Cumhurbaşkanı Erdoğan son dönemde farklı bir iletişim tarzı yürütmeye başladı. Özellikle gençlerle daha yakın diyalog kuran, daha sıcak, daha insani ögeler içeren, siyasetin sert havasından uzak bir profil çizmeye çalışıyor Cumhurbaşkanı. Adana’daki programla görünür hale gelse de Millet Kütüphanesi’nde gençlerle yapılan programların işaret fişeğini verdiği bir tarz deneniyor. En azından, eskiden Erdoğan’ın iki yanında yer alan ve ağır devlet havası veren bayrakların yer aldığı, Erdoğan’ı gençlerden yukarıda konumlandıran, bir ast-üst ilişkisi ile çerçevelenen başarısız örneklere bakınca yeni denemelerin üzerinde daha fazla çalışıldığını tahmin etmek zor değil.
Bu tarz tek başına bir anlam ifade ediyor şüphesiz. Cumhurbaşkanı da ekibi de Erdoğan’ın alışıldık mülakatlarının eskisi gibi izlenmediğini ya da istenen etkiyi yapmadığını görmüş olmalı ki farklı bir yol deniyorlar. Bu kurgunun ve daha önce de Truman Show olarak adlandırdığım başı sonu belli, istenmeyen sürprizlere yer olmayan programların istenen amaca ne kadar hizmet edeceğini önümüzdeki günlerde göreceğiz. Ama üzerine konuşmak için beklememiz gerekmiyor.
İletişimin en temel kurallarından biri büyük ihtimalle sahicilik. Rahmetli Mehmet Ali Birand son 30 yılın ekranda en çok seyredilen figürlerinden biri idi. Yaptığı haberciliğe ve programlara da bugünkü birçok örneğinden daha fazla güvenilirdi. Elbette uzun meslek yaşamında birçok eleştirilecek tutumu da olmuştur ama en azından bu yazının konusu o değil.
Birand’ı farklı kılan en önemli özelliği sahiciliği idi. İnternette Birand ve gafları diye yazınca çıkanları izlemek yeter. Ama herkes biliyordu ki o gaflar da gafları düzeltme çabası da yanlışlardan dolayı dilenen özürler de gerçek idi. Bu da ne yaparsanız yapın yaptığınızı inanılır kılıyor.
Cumhurbaşkanı Erdoğan’ı bugüne kadar farklı kılan da gaf yapmaması, yanlışsız olması değil hatta bilakis sert mizacı, insanlarla filtresiz diyalogu, kimi zaman konuştuklarına çıkışması, yabancı liderlerle diyalogunda teamülleri zorlayan sahiciliğiydi.

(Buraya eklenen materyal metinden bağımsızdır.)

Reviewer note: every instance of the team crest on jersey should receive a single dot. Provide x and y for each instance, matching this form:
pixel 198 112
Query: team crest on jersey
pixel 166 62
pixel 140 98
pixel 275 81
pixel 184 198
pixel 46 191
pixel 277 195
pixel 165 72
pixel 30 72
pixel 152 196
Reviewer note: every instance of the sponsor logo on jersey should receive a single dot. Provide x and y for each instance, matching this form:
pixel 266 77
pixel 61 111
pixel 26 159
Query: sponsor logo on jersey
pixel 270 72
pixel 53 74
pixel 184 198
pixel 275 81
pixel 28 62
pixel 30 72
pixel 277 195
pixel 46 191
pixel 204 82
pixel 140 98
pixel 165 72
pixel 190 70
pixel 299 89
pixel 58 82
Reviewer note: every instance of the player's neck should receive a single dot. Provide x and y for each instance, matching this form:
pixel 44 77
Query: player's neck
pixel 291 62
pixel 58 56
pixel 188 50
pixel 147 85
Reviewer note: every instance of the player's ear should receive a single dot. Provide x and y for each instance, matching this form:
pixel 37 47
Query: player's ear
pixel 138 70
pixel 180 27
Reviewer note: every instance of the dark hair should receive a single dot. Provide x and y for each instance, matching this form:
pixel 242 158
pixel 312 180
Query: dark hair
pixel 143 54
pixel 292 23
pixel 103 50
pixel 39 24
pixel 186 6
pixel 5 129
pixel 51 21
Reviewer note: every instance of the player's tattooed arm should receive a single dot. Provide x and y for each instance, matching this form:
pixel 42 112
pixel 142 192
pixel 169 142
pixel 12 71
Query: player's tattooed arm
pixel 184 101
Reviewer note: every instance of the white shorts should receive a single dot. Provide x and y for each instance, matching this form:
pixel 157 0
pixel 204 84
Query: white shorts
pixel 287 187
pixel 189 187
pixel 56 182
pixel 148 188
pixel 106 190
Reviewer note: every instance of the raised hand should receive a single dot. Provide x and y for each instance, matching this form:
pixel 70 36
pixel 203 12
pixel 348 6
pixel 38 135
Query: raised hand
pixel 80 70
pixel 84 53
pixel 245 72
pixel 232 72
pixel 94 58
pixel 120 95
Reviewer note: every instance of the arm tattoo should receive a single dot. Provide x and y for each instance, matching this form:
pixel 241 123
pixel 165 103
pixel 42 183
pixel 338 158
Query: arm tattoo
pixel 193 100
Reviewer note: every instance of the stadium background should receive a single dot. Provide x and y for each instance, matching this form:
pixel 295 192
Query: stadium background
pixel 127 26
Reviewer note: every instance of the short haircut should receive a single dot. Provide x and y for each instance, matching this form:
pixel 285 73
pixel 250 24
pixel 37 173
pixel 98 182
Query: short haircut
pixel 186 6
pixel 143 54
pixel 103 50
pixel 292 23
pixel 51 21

Ama o gün bunu yapan Erdoğan’ın hatalarını örtecek siyasi başarıları, seçmenlere vadettiği bir gelecek, iletişim kazalarını yönetecek ekibi ve seçmen nezdindeki karizması vardı.
Bugün hükümetin başarısız performansı nedeniyle vatandaşla doğrudan diyalog kurmanın kendisi bizatihi yönetilemez hale geldiği için artık Erdoğan vatandaşlara gitmiyor, Cumhurbaşkanı ile görüşmesi ‘uygun’ bulunan seçmenler, gençler, vatandaşlar Erdoğan’a gidiyor. Bu da arada yaşanan diyalogu, konuşmayı sahicilikten çıkarıyor.
Karşı kampta ise tam da bunun tersini yapan siyasiler var. Her gün sokakta insanlarla filtresiz ve aracısız temas eden muhalefet liderleri bulunuyor. En azından benim hatırladığım Kemal Kılıçdaroğlu, Meral Akşener ve Ahmet Davutoğlu bu temasları sırasında protesto da edildiler. Kendilerini sevenler olduğu kadar sevmeyenler de var ve bunu en sert şekilde ifade etmekten de çekinmiyorlar. Ama bu protestolar bile bizatihi kurulan temasın, seçmenle karşı karşıya gelmenin ne kadar hakiki olduğunu ortaya koyuyor, yaşananın gerçekliğini teyit ediyor. Erdoğan’ın, her siyasetçinin hele de ülkeyi yöneten bir siyasetçinin başına gelebilecek protestolarla karşılaşmıyor olmasının nedeni gerçek hayatla temas etmemesi.
Bir diğer önemli kriter ise sürecin odağında kimin, neyin olduğu. Cumhurbaşkanı Erdoğan’ın Adana’da gençlerle bir araya geldiği programın Cumhurbaşkanlığı’nın sayfasındaki fotoğraflarına baktım. Genel fotoğrafların dışında hepsine tek bir odak var, o da Erdoğan’ın kendisi. Halbuki siyasal iletişimin temelinde sevinci ve üzüntüsü ile, desteği ve tepkisi ile vatandaşın olması beklenir.
Bütün bunların üzerine neredeyse tüm televizyon kanallarının eş zamanlı olarak daha önceden çekilmiş, kurgulanmış, üzerinde çalışılmış bir yayını sorgusuz sualsiz yayınlaması aslında verilmek istenen ‘gençlere ulaşmakta problemi olmayan lider’ imajının da altını boşaltıyor. Tam da gençlerin tepki gösterdiği baskın otorite figürünü sosyal medya ve televizyonlar üzerinden bu kadar hissedilir şekilde görünür kılmak hem asıl meselenin ne olduğunu bir kez daha kayda geçiriyor hem de tek bir kanaldan ulaşamama korkusunu ve altında yatan güvensizliği dışa vuruyor.
Son tahlilde tüm iletişim çabaları, formatlar, mecralar siyaseten neyi temsil ettiğinizin ve ne söylediğinizin çevresinde bir anlam ifade ediyor. Seçmene, topluma söyleyecek yeni söz yok ise ya da toplumdaki beklentilere, eleştirilere verilecek bir cevap bulunamıyorsa iletişimin gücü de sınırlı. Post-truth, gerçek-ötesi, algıların belirleyici olduğu, insanların inanmak istedikleri şeye inandıkları, alternatif-gerçeklerin gerçek-gerçeklerin yerini aldığı bir zamanda bile hayatın kendisi siyasette belirleyiciliğini hala koruyor.
Ne kadar güzel paketlerseniz paketleyin, kurdele açıldığında içinden çıkan siyasi mesajın içeriği asıl belirleyici olacak. Kurdeleyi çözecek olan da seçmenin bizatihi kendisi.